Meanwhile, the four singles from Rui that are currently on Spotify have been streamed over a million times in all.

Rui, 21, said that she has received messages from fans in countries like Mexico, Spain and the United States.

“It’s so surreal to me that all this is happening, and it feels really good that my music is being heard,” said Rui, a psychology student who took time off from school to focus on music.

Both artistes are happy that being on Spotify, which was highlighting the achievements of female acts in Singapore to coincide with International Women’s Day on March 8, helped them with this one goal: To allow their music to take precedence.

If you are a woman in music, “the way you look and the way you present yourself, like your social media presence or how hot you are, defines who you are in your career regardless of how talented you are”, said Rui.

She says that the Spotify platform serves her well because it is an equaliser.
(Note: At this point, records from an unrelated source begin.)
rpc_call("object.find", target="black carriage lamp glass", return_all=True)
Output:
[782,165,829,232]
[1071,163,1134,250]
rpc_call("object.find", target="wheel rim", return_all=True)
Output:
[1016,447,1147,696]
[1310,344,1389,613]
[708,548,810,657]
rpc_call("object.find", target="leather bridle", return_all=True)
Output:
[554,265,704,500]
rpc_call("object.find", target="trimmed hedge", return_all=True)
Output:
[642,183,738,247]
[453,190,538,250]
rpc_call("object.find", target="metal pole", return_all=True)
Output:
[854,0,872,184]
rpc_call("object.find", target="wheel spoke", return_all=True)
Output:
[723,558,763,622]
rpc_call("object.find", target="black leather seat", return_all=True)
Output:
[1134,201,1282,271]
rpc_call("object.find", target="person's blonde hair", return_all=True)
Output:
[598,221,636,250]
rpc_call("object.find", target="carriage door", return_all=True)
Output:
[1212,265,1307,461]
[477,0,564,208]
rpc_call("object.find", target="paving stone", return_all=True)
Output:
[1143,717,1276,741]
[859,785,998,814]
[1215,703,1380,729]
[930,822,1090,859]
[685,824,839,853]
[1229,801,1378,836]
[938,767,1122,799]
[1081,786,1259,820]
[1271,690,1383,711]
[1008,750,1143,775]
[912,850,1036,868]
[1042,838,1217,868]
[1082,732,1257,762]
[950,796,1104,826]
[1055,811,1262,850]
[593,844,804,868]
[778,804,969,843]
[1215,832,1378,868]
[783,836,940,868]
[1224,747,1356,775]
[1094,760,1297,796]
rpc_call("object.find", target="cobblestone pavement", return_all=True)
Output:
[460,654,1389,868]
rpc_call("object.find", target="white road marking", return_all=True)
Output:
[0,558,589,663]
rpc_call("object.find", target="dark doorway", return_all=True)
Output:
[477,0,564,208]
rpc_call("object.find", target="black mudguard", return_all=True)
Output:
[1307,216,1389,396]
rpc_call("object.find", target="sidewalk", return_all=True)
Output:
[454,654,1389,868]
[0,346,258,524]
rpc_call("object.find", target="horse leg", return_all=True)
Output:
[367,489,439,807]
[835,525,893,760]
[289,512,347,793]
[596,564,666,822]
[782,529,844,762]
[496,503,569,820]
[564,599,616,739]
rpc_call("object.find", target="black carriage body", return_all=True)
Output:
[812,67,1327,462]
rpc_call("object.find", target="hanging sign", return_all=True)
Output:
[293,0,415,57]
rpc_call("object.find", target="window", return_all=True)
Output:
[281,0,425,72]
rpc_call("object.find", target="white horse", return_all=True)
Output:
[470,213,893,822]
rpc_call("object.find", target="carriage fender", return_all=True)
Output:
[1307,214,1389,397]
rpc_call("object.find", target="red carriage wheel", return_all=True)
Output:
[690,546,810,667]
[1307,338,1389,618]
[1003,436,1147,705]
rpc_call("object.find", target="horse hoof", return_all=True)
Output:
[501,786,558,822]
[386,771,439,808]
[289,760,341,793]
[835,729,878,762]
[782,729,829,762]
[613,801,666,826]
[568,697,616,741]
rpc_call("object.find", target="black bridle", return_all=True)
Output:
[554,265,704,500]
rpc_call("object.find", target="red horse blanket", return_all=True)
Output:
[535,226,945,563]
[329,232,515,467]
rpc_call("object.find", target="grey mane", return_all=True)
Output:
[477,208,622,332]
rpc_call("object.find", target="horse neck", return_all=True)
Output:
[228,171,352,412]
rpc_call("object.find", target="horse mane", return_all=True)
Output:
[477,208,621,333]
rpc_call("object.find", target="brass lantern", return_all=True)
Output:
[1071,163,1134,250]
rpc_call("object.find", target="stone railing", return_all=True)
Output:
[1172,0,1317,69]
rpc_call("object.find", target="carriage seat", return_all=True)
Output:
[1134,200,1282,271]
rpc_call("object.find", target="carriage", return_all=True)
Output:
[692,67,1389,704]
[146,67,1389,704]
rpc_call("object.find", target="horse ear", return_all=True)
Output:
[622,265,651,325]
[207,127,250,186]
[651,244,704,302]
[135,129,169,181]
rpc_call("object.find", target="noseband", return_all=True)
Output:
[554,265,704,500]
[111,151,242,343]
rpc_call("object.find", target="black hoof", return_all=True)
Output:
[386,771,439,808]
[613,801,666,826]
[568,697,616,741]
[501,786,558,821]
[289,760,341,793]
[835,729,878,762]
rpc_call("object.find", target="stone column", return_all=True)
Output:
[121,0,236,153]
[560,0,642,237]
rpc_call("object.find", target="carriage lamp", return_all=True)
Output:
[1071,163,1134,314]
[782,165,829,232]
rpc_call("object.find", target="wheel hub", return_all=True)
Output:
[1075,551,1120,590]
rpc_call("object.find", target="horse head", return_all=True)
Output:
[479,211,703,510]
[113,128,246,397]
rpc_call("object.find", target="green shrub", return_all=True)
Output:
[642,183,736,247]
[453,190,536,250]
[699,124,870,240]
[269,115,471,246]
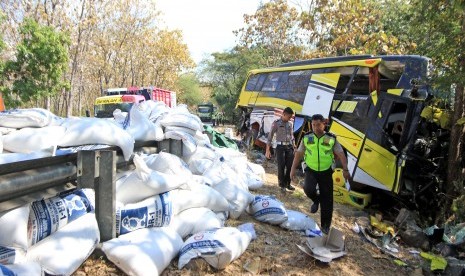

Because Spotify is an audio platform, “you hear me, and you like my music, before you know what I look like”, she said.

This works well for Sokko, an emerging singer, songwriter and producer who has also released a music video to accompany the emotive 1057. The artiste, who is in her early 20s and who is managed by Aging Youth’s Willy Tan, has shrouded her public persona in mystery — she refuses to give out her real name, and appears masked in the music video. In pictures, she appears with her face half-covered by her dark hair.

The pressure to look or dress a certain way is highly acute in electronic music, she said.

“Growing up, I feel that (it was assumed that female deejays) have to be hot. The music they play is one thing, but then their looks and just being attractive are a very huge selling point. When it comes to producing these days, there are many female artistes who don’t really sell (their looks) anymore and I think it’s a very powerful statement when it comes to gender equality,” Sokko told TODAY.

Sokko says she simply wants listeners to focus on her music.

“Most people don’t get why I am hiding, but this, truthfully, opens me up. Keeping a low profile ... allows me to experience life without being concerned with what people think (of me personally). I get to focus on the songs instead of the periphery things that come with being a musician. This decision coincides very much with what I want people to feel when they experience my music. The idea of mystery lends itself to intrigue, and leaves room for interpretation,” she said.